Now the variable declares its intent and there is no need for comments.

Describe the problem

Whenever one needs to read the code to understand what a variable means, the programmer has pretty much failed in the naming strategy. Take this code as an example:

/** Useful range constant */
public static final int INCLUDE_NONE = 0;

/** Useful range constant */
public static final int INCLUDE_FIRST = 1;

/** Useful range constant */
public static final int INCLUDE_SECOND = 2;

/** Useful range constant */
public static final int INCLUDE_BOTH = 3;

Look at the comments.

Useful. Really? Thank you for sharing your perception but it doesn’t communicate anything useful to me. I hope the code is useful otherwise why would it be there?
Range. Do you see a range in there? A range normally it’s between two values, this are single digit constants. Additionally, range of what?
Constant. Thank you. I know Java, I know that’s a constant, no need to explain that to me.

The truth is that by reading these names we can’t understand their intent or the problem they’re trying to solve. We’ll need to go into the code where these variables are used and try and figure out their intent. We can do much better than that.

The code where these variables are used checks whether two dates are in range. The code is not shown here for brevity, however this is a brief explanation of how these variables were used in the code:

The FIRST, SECOND or BOTH parts of the variable names are used to instruct the algorithm whether to include the FIRST date, the SECOND or both. This is where the INCLUDE and FIRST, SECOND, BOTH parts of the constants names came from. FIRST, SECOND and BOTH are just not good names to declare the intent of including the lower and upper bound ranges.

INCLUDE_LOWER_BOUND could have been a better name. However this type of problems is a known mathematical problem called intervals. Intervals can be:

(a,b) open, they don’t include lower or upper bounds

[a,b] closed, they include lower and upper bounds

(a,b] open left, they include the upper bound

[a,b) open right, they include the lower bound

So instead of the constants above we could use an Enum:

public enum DateInterval {
  OPEN, CLOSED, OPEN_LEFT, OPEN_RIGHT
}

Names are not for the programmer’s benefit.
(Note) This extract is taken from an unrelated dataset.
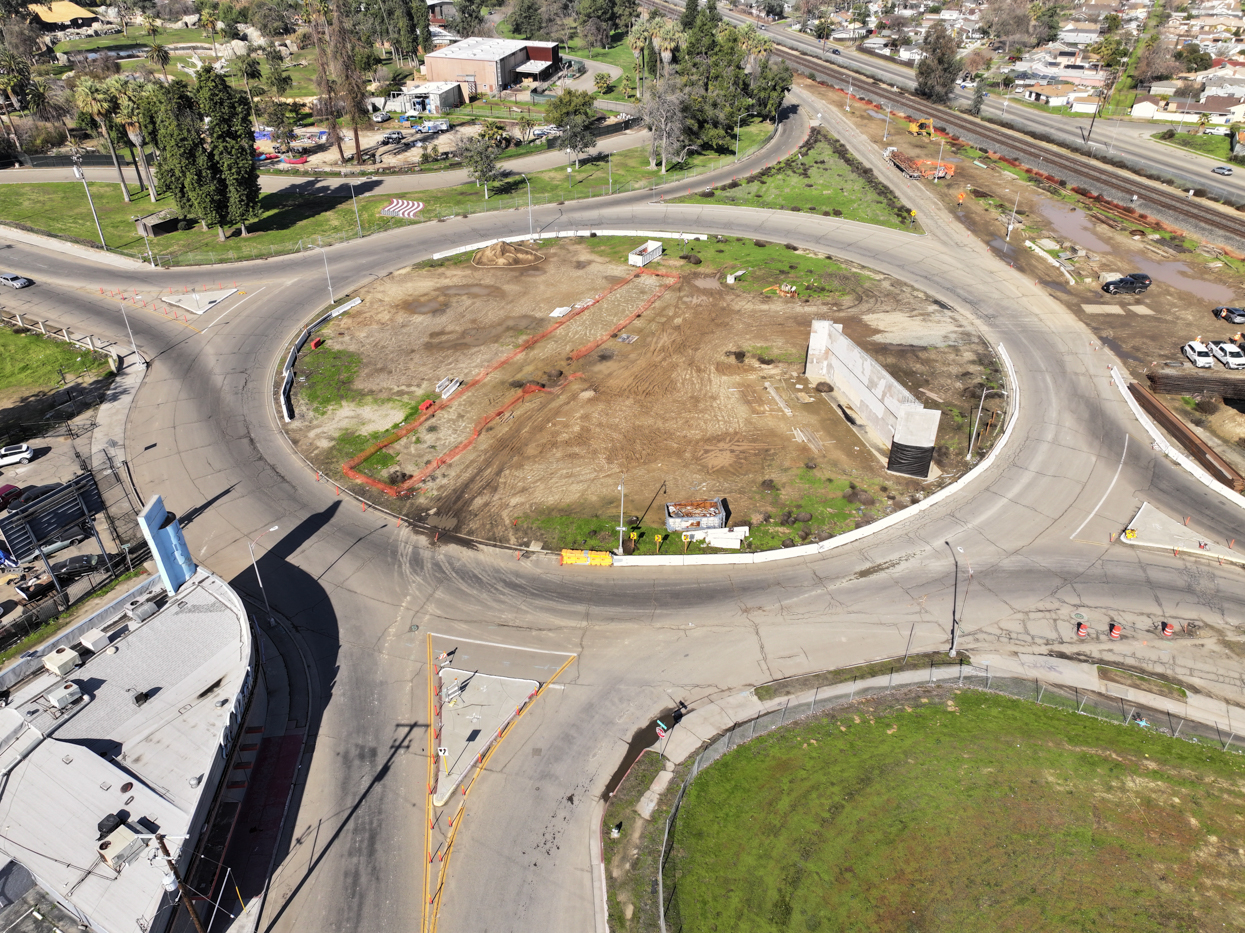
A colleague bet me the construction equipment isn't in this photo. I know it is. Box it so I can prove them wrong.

They are meant to communicate intent, which should always be the first programmer’s priority.

Avoid disinformation

When a name in the code didn’t mean what it said…That’s disinformation. Disinformation is one of the worse sins programmers can commit.

Take this code as an example:

/**
 * Returns an array of month names
 * @param shortened a flag indicating that shortened month names should be returned.
 *
 * @return an array of month names
/*
public static String[] getMonths(final boolean shortened) {
  if (shortened) {
    return DATE_FORMAT_SYMBOLS.getShortMonths();
  } 
  else {
    return DATE_FORMAT_SYMBOLS.getMonths();
  }
}

The method name getMonths is misleading. A better name would be getMonthNames(). The argument should not be called shortened but something like shortNames or similar. Later in this series we will see that this method probably could be two methods, because generally in Clean Code we don’t like boolean as parameters and we don’t like ifs and elses. We could have two methods which would remove these issues and would communicate the intent much better, like:

getShortMonthNames
getMonthNames

Pronounceable Names

nd Good-bee?

Another example:

public int getYYYY() {
  return this.year;
}

What does YYYY mean? Of course one could assume it means Year, but how would one pronounce it? A far better name would be getYear().

As mentioned above names should be thought to be convenient for the readers, not the authors!

Avoid encodings

Today our IDEs our powerful, so all it takes is to hover on a variable name to see its type. We don’t need to prefix our variable names with some encoding scheme denoting their type.

Besides typing errors are going to be caught by our compiler and our unit tests.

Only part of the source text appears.